The picture above is me with one of the loves of my life - my little cousin and god-daughter Alma.

About a month ago, she showed me a fundamental truth about life.

A Silly Game

One evening, during the hour of her highest energy level, our 1.8 year old protagonist implemented a hell of a game.

She brought out a bag containing a bunch of plastic balls - the kind you would find in a children’s ball-pit. Same colors but perhaps a bit smaller. After making an assortment of endearing sounds and showing me her teeth (her version of smiling) she spilled the balls all over the living room, laughed, and then started picking them up.

One by one, she would waddle to a ball, grab it, coerce a toothy smile from her equally round and ball-like face, and walk over to me. After handing me a ball, she points to the chair next to me and says “aqui!” (“here” in Spanish). Once I complied with her demand to sit the ball in the chair, she would go on to do the same thing with each of the remaining balls.

On collecting all of them, she would await applause (which she summons by uttering “bravo”).

Finally, she grabs all the collected balls and throws them across the living room again. Laughing and screeching the whole time, she begins another round with the exact same process and procedures.

Her Silly Game

While she plays this game, you can’t help but notice just how happy this little munchkin is the entire time. She doesn’t grab multiple balls to make the round faster - nope. She just does them one by one, smiling, and brings them over to me.

After watching this over and over, her joy finally began to make sense.

To be sure, we’ve all gotten close. Dilated pupils mushily declaring “I love you” to our dusty friends on the Playa. But not quite as pure as this.

There was such a beauty in watching her play her objectively pointless game with so much bliss. Even the thought of pointlessness, however, reveals a deep-seeded disconnection with the childlike energy she radiates. Why do I seek a point? Surely, Alma is having more fun than me. And It isn’t happening in the same way that someone who parties too much might seem like they are on social media. The game happens strictly on her terms with no expectations or precedents.

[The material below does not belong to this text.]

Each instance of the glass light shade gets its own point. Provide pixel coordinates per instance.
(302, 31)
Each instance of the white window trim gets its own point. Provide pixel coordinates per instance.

She’s playing her own game - that’s the lesson. Play your own fucking game.

The Myth of Sisyphus

In Albert Camus' The Myth of Sisyphos the absurdist French-Algerian philosopher describes a metaphor for life.

From Wikipedia:

After finally capturing Sisyphus, the gods decided that his punishment would last for all eternity. He would have to push a rock up a mountain; upon reaching the top, the rock would roll down again, leaving Sisyphus to start over. Camus sees Sisyphus as the absurd hero who lives life to the fullest, hates death, and is condemned to a meaningless task. source

While this allegory is supposed to be a positive and inspirational story - it’s fucking dark.

What Alma taught me that day is that Alma’s Game is a much better and perhaps more accurate description of what the hell is going on. We aren’t pushing a boulder up a mountain - we are babies playing a game. A game that we ourselves designed.

Coming Back to Fun

We find inspiration and insights in unexpected places sometimes.

It has been said that children know all the secrets of life, but forget them as they age (or at least I heard it once in a podcast).

I now suspect that this must be true.

The real question, though, is how do we get back to fun, get back to our own game after we find ourselves so far from it?

We must first identify that we’re not playing our own

and then

identify what your our game actually is.

The way I’ve been thinking about this is by asking what would my life be if someone were to write almost a parody of it? What would my life look like if it was all play? What parts of that could you bring into my real life little by little?